La localización exacta de las tumbas y su cesión al pueblo de El Calafate, representan un importante avance en la preservación de la memoria histórica de los trabajadores, pero no redunda aún en la aplicación de la Justicia. Jamás fueron condenados oficialmente, siquiera post-mortem, los responsables de la masacre: el presidente Hipólito Yrigoyen, el teniente coronel Héctor B. Varela, el capitán Pedro Viñas Ibarra, el subteniente Frugoni Miranda, y los estancieros que prestaron su concurso para marcar con la señal de la muerte a los delegados obreros y trabajadores, sin reparar en su inocencia ni en su edad. Es de esperar que estos crímenes de Estado, como los de la última dictadura militar, no sigan gozando de impunidad, un cáncer que corroe las entrañas mismas de la sociedad, de la auténtica democracia y de toda la humanidad.[2]

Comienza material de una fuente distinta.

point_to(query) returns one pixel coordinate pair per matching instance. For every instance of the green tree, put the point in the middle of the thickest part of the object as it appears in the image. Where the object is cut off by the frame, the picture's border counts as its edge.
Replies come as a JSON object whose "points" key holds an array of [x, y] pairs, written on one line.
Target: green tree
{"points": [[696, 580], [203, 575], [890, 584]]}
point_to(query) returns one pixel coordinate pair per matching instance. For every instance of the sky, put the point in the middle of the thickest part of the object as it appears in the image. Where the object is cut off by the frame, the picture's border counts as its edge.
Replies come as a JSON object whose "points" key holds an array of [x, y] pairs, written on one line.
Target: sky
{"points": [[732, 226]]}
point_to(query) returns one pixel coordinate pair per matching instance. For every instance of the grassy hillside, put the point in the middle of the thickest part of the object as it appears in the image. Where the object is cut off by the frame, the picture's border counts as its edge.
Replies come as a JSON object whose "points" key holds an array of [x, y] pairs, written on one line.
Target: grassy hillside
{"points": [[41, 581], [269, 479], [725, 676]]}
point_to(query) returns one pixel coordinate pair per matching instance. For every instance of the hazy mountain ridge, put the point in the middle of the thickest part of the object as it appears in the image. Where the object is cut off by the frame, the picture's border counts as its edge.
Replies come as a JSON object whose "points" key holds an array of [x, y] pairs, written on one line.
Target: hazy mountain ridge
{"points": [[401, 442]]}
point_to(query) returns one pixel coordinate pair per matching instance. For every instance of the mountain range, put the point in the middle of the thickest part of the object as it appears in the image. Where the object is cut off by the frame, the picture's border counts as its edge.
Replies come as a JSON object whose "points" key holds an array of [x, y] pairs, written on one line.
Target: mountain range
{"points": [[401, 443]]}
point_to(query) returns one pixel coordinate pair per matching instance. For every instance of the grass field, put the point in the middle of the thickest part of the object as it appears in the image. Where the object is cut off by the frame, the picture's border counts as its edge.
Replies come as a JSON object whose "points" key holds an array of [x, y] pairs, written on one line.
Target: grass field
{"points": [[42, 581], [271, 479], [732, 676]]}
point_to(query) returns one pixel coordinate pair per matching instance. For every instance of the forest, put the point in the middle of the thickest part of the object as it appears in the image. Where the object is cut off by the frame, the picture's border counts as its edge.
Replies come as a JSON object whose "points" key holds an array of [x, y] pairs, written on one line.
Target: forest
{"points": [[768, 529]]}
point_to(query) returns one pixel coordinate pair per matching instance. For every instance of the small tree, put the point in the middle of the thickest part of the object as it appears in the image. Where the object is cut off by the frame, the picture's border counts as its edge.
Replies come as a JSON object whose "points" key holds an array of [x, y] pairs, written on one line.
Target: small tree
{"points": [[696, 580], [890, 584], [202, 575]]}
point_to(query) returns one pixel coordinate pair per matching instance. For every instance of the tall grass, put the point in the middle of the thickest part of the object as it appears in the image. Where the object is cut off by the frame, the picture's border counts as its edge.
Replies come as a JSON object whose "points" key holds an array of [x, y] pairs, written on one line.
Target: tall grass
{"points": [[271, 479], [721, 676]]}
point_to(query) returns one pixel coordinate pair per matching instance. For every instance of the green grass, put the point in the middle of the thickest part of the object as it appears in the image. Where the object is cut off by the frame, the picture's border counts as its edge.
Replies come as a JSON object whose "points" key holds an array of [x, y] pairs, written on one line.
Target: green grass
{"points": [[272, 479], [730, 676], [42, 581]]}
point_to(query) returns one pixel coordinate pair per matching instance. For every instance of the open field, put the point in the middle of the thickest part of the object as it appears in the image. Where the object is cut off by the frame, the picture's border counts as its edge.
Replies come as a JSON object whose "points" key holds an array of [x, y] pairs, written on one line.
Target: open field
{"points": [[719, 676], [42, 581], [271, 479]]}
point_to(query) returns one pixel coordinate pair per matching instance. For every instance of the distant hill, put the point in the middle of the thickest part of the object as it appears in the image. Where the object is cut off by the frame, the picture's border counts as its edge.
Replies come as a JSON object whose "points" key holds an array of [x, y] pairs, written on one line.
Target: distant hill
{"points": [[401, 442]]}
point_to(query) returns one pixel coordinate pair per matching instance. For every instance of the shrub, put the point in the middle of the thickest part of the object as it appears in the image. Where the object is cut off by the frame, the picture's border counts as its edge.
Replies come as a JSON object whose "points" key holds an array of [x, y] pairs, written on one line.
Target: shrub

Imposible eludir la historia y el lugar, sobre todo cuando la comunidad ha levantado hitos en su recuerdo y homenaje a tanto sufrimiento, dolor y vergüenza. Frente a la entrada de la estancia Anita, exhibido en un viejo cartel sobre la tranquera, hay un monumento en conmemoración de aquella horrenda matanza en su centenario, en 2012, el que contó con la presencia del historiador y escritor anarquista Osvaldo Bayer, autor de Los vengadores de la Patagonia trágica, que sirvió como base del film, La Patagonia Rebelde de Héctor Olivera, filmada en 1973, cuya autorización estuvo a cargo del General Perón a su regreso del prolongado exilio, en su tercer mandato. Dato al margen, según la biografía de Osvaldo Bayer, El rebelde esperanzado de Germán Ferrari, al terminar de ver la proyección de la película, el viejo líder dijo, “la culpa de los fusilamientos se la echan al comandante Varela. No, yo estuve allá, y el verdadero culpable de las ejecuciones fue el capitán Anaya, tío del que actualmente es el comandante en jefe del Ejército”.[3] Como reza el viejo refrán, “entre bueyes no hay cornadas”; entre milicos, tampoco. El film fue prohibido durante el gobierno de Isabel Martínez de Perón y la dictadura iniciada en 1976.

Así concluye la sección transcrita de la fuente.